4.3. Learn

The ML Learn Plugin allows for a Machine Learning Model to be trained.

python bin/lucy.egg plugins ml_learn -h

Primary Arguments

Main specifications for a Learn task.

Argument Detail
-input PATH. File path to the input data.
-output PATH. File path to where the output summary file will be saved. It is recommend that this ‘file be saved as a JSON.
-mfile PATH. File path to where the resulting Pickled model fill will be saved. This is a serialized pickle (.pkl) file.
-clabel STR. Used with ‘-classify’ and ‘-regression’. The name of the target/response/output column.

Preprocessing

Manipulation of the data before using it.

Argument Detail
-autoclean NONE. The use of this command cleans the data based on a pre-defined set of rules.
-independents COMMA SEPARATED LIST. A subset of column names that will be used for Learning. The subset will automatically include a ‘-clabel’ if specified.
-normalize METHOD. (‘standard’, ‘minmax’) Normalizes the columns of ALL numerical data using the selected scaling method.
-degree INT. (1 - 5) Generates new input data to be polynomial combinations of the original input dataset. This transformation can be used when the input data is numerical.
-cv METHOD. (‘yes’, ‘no’) Turn on Cross-validation. Currently, option ‘yes’ enables K-fold cross-validation.
-cval INT. Used with ‘-cv’ when the K-fold Cross-Validation has been selected. The value given is the ‘K’ number of folds.

Cluster

Unsupervised learning methods used to train models that put observations into similar categories.

Argument Detail
-cluster ALGO. (‘kmeans’, ‘meanshift’) Unsupervised Learning algorithms that groups similar data points.
-nc INT. Used with ‘-cluster kmeans’. The number of clusters that the observations will be put into based on found similarity. The default value is 3.
-bandwidth FLOAT. Used with ‘-cluster meanshift’. Reflects the distribution of the observations. The bandwidth selected must be done while being aware of range(s) of the dataset. A dataset that has been normalized using a minmax scalar will have numerical values between 0 and 1. This means that the bandwidth should also be between 0 and 1.

Classify

Supervised learning methods used to train models based on categorical target values.

Argument Detail
-classify ALGO. (‘dtree’, ‘rfc’, ‘gnb’, ‘logistic’) Learns a classification model using the algorithm given.
-cval FLOAT. (0 - 100) Used with ‘-classify dtree’, ‘-classify rfc’, or ‘-classify gnb’. Percentage of the data to be used for cross-validation. The default value is 1.
-criterion CRITERION. (‘gini’, ‘entropy’) Used with ‘-classify dtree’ and ‘-classify rfc’. The method to measure the quality of the split. The default is ‘gini’.
-nestimators INT. Used with ‘-classify rfc’. The number of trees in the forest. The default value is 10.

Regression

Supervised learning methods used to train models based on numerical target values.

Argument Detail
-regression ALGO. (‘linear’, ‘lasso’, ‘ridge’, ‘svr’, ‘rfr’, ‘dtreereg’, ‘gpr’) Learns a regression model using the algorithm given.
-grid-response NONE. Used with ‘-regression’. Works for input feature space sizes of 1 or 2. With the response, this results in a list of points that are 2D or 3D. Input prediction points are arranged based on the range(s) of the input values. The idea is that ‘-grid-response’ generates points that can be used to construct the regression line or a surface. Currently provides 10^p points, where ‘p’ is the number of input parameters.
-optimize METHOD. (‘min’, ‘max’) Uses the model to determine the inputs required to obtain a prediction value that meets the optimize method selected. Used with ‘-regression linear/lasso/ridge’.

Learn Examples

Input

A Learn routine begins by choosing the file path of where the input data is to be read from.
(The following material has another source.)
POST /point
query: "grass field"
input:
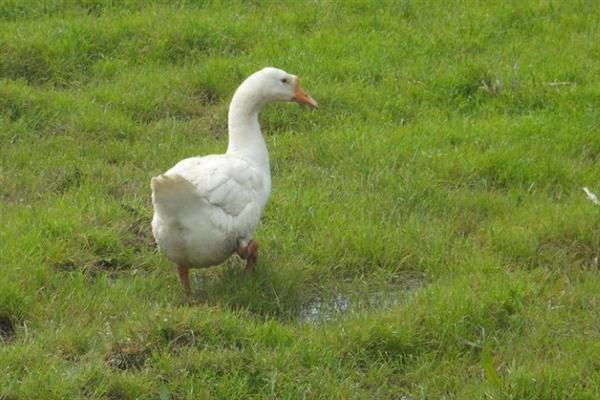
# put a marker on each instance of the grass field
(427, 236)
python bin/lucy.egg plugins ml_learn -input ./input_data.csv

Output

A Learn routine ends where the output data is to be saved. This file is in a json format and is packed with information. That is useful to the user and will contain the information necessary to reconstruct the Learned model without the requirement of python.

python bin/lucy.egg plugins ml_learn -input ./input_data.csv -output ./out.json

Preprocessing

Dimension Reduction

Dimensionality Reduction is the process transforming data to a lower dimensional space. Ideally, this lower dimensional space will retain many of the same properties as the original data set.

Feature Importance

Lucy uses two metrics for measuring Feature Importance given only a Target column. Currently, these metrics can only be obtained when running a Lucy Learn routine.

  • Correlation - The correlation of each numeric input variable and a numeric Target
  • Gini Importance - The importance measure of each input variable for a given target.

To obtain these, the option -feature-importance is used with no argument required. These values are populate when specifying a -clabel and are saved in the Lucy-Response JSON when specify a path for the Lucy-Response using -output.

Consider the iris dataset and the following command:

python bin/lucy.egg plugins ml_learn -input iris.csv -output iris_output.json -clabel class -classify dtree -feature-importance

The Lucy-Response is populated wth the following scores:

{
    ...
    "payload": {
        ...
        "feature_importance": {
            "gini_importance": {
                "sepal_width": 0.006145984326963746,
                "petal_width": 0.4852350158451978,
                "sepal_length": 0.0059189255008685404,
                "petal_length": 0.50270007432697
            }
        }
    }
}

Dimensional Reduction Suggestions

-dim-reduct

Principal Component Analysis

PCA is a linear dimensionality reduction technique that uses Singular Value Decomposition to project the original data to a lower dimensional space. Lucy keeps the principal components that explain 99% of the variance of the original data. These components are then used to transform the original data to a space of a lower dimension. The resulting columns do not share any direct relation to the features of the original data.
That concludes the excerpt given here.